November 27, 2011
The usually insightful Steven Pearlstein swallowed a big one today in pushing the line that the taxation of corporate profits when they are paid out as dividends amounts to “double taxation.” The problem with this story is that the corporation really is a distinct entity from the individual who receives dividends. In fact, according to the Supreme Court, they are actually distinct persons.
This is not a philosophical question; it is a very concrete economic one. No one is forced to organize a business as a corporation. Anyone can operate any business as a partnership. Partnerships do not pay a separate tax, the partners only pay tax on the profits as individuals.

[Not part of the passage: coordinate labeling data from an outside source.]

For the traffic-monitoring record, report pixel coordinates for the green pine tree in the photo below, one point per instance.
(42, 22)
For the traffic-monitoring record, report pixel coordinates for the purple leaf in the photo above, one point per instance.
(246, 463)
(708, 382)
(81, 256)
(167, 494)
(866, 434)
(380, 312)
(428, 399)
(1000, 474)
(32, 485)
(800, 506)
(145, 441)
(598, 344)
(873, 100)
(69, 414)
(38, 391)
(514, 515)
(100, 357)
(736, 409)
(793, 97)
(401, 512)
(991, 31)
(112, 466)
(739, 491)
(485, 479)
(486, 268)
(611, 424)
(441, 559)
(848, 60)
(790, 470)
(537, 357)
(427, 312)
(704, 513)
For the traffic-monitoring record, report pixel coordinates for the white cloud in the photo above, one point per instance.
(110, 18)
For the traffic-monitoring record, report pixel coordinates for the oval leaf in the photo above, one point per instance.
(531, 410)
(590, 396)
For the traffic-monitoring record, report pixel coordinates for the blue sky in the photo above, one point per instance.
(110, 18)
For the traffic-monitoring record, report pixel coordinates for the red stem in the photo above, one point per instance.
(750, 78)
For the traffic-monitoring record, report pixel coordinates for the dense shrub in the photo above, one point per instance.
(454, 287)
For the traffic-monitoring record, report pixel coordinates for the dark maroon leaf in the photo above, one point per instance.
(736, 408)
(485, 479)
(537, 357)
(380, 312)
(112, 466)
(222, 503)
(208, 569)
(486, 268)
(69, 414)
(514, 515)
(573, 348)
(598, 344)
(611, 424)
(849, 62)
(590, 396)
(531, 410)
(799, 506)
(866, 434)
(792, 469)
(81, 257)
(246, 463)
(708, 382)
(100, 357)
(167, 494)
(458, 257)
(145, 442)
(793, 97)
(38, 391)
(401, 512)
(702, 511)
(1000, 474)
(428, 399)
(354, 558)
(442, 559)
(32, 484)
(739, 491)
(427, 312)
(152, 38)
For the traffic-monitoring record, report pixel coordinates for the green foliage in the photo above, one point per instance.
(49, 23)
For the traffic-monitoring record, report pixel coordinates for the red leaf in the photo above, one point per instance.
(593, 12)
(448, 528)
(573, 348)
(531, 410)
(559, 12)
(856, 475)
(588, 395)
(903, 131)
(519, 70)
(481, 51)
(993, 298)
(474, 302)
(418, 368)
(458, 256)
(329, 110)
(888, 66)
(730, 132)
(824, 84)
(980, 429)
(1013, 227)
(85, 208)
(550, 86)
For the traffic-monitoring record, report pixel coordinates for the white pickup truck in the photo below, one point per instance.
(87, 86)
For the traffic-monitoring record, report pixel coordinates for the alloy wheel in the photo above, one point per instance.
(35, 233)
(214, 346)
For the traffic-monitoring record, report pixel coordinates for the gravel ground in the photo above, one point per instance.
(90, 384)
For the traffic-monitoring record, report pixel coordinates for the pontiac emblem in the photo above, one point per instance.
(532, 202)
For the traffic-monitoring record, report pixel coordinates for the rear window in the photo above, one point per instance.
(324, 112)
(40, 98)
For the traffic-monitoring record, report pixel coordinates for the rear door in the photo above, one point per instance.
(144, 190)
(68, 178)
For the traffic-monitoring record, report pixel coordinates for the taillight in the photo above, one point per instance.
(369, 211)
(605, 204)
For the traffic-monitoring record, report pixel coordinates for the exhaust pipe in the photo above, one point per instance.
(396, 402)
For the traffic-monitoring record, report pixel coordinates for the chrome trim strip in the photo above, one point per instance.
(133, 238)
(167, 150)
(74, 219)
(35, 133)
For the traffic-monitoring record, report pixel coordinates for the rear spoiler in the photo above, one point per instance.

In this sense, the corporate income tax is 100 percent a voluntary tax. It is paid only because people consider the benefits of corporate status to be worth more than the taxes that they must pay.
This removes any logical possibility of double taxation. The corporate income tax is effectively the fee that stockholders pay for the benefits of corporate status. By holding stock, they have voted with their feet to pay this tax. Their income, and the tax on it, should be treated as distinct from the corporate income. If individuals are not paying tax on their dividends and capital gains then it is not taxed.
[Stuart Levine offers well-taken correction below. Only closely held partnerships avoid taxation. Any partnership that had publicly traded share would be subject to taxation. Of course, this is still a choice made by owners of the partnership.]